Ao contrário do realizador nórdico eu (re) conheci a saudade na sauna de uma residência universitária de Helsinki. Para quem não sabe, as saunas são locais sagrados para os finlandeses, muito mais do que os templos protestantes minimalistas (fica para uma segunda crónica). Não o admitem claro, mas é verdade. O filme documentário “Steam of Life” capta eficazmente o fenómeno, os homens usam as saunas para partilhar mágoas –a melancolia e tristeza dos olhares partilham espaço com o vapor, e para se autoflagelarem com o calor que cada jacto de água despejado na caldeira faz ressoar.

Nessa minha primeira experiência de sauna nórdica, cheguei ao balneário e vi, ao fundo, entre vapores, num cubículo de madeira e vidro, as cabeças de quatro homens. Eu, seguindo as indicações da minha namorada finlandesa fiz-me acompanhar de uma bebida de gim (Long Drink), típica para estas ocasiões. Despi-me e entrei. Quando abri a porta de vidro, reparei que era o único presente que, para além de levar uma lata (amarela), estava nu. Os quatro homens usavam uma toalha a tapar a santíssima trindade (Gore Vidal chama-lhe assim) e ninguém tinha bebidas. Neste tipo de situações de intimidade forçada – rodeado por quatro homens, acompanhado de uma lata amarela e estando nu – o melhor é sorrir, agir naturalmente e não virar as costas. Sentei-me com o gim entre as pernas e encostei-me a um canto, o único espaço ainda livre.

Quando a vergonha desapareceu e consegui finalmente levantar os olhos, reparei que todos encaravam o chão, olhares e posições fixas, como num museu de cera.

Terminado o gim, passei a fixar-me também no chão, mas pouco depois não aguentei e decidi meter conversa. Perguntei a um jovem forte e cabeludo ao meu lado se era sempre assim, se sempre que se juntavam ali passavam o tempo a mirar o chão, em silêncio.

Sorte ou azar, a sauna estava reservada naquele dia a outsiders da universidade e ninguém falava inglês.

Olhou para mim, disse duas palavras imperceptíveis e voltou a olhar para o chão.

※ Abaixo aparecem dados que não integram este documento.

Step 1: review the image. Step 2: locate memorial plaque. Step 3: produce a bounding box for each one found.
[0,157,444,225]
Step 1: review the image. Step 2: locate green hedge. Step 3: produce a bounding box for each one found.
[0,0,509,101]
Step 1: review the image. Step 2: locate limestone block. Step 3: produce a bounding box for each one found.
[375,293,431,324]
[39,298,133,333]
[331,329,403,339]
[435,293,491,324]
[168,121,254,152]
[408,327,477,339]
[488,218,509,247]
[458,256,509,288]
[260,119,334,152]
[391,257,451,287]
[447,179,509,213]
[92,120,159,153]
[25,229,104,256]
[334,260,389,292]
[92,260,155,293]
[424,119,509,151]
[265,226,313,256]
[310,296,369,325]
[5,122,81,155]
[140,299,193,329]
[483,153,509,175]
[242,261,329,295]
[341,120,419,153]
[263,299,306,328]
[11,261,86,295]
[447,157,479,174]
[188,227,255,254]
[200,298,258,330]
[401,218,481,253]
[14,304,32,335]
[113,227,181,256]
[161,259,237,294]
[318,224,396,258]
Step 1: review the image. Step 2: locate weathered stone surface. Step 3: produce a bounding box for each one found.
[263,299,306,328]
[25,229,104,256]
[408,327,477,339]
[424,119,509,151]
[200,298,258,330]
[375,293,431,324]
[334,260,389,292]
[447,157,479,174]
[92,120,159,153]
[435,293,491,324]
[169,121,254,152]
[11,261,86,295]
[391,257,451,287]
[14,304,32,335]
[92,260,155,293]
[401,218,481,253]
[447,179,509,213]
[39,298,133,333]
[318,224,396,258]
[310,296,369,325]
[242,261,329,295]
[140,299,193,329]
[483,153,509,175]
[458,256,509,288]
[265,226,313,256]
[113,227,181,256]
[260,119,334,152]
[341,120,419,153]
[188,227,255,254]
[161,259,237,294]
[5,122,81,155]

A temperatura, à mercê da água despejada, ia subindo aos soluços e era a minha única distracção, pois ninguém falava, sequer olhava para mim para me dar a chance de pelo menos sorrir. Pouco depois, houve alguns comentários, um diálogo de pouquíssimas palavras que durou poucos minutos e onde ninguém nunca olhou ninguém, todos fitavam o chão em transe.

A ausência, ou a lamentação dela, é a característica forte da saudade tão portuguesa e eu tinha acabado de a (re) conhecer nos olhares de uns homens altos, louros e de olhos azuis.

Kaurismaki, o que experimentei naquela sauna – mesmo nu e vestindo uma lata amarela – foi exactamente o mesmo que já senti e vi em Portugal, com a diferença de que uns fitam o mar, e outros o chão, mas de que o silêncio da ausência infinita é o mesmo.

Uma autoflagelação de vez em quando, seja de calor ou saudade, nada contra, mas tenho os meus limites e por isso, quando as temperaturas começaram a aproximar-se dos 100 °C, fui o primeiro a sair. Tomei banho, vesti-me e preparei-me para os gélidos -6°C exteriores. Já lá fora e caminhando para casa, fui procurando no chão, entre neve e gelo, entender os meus amigos finlandeses. Tudo ficou mais fácil quando reparei no mar que estava poucos metros à minha esquerda.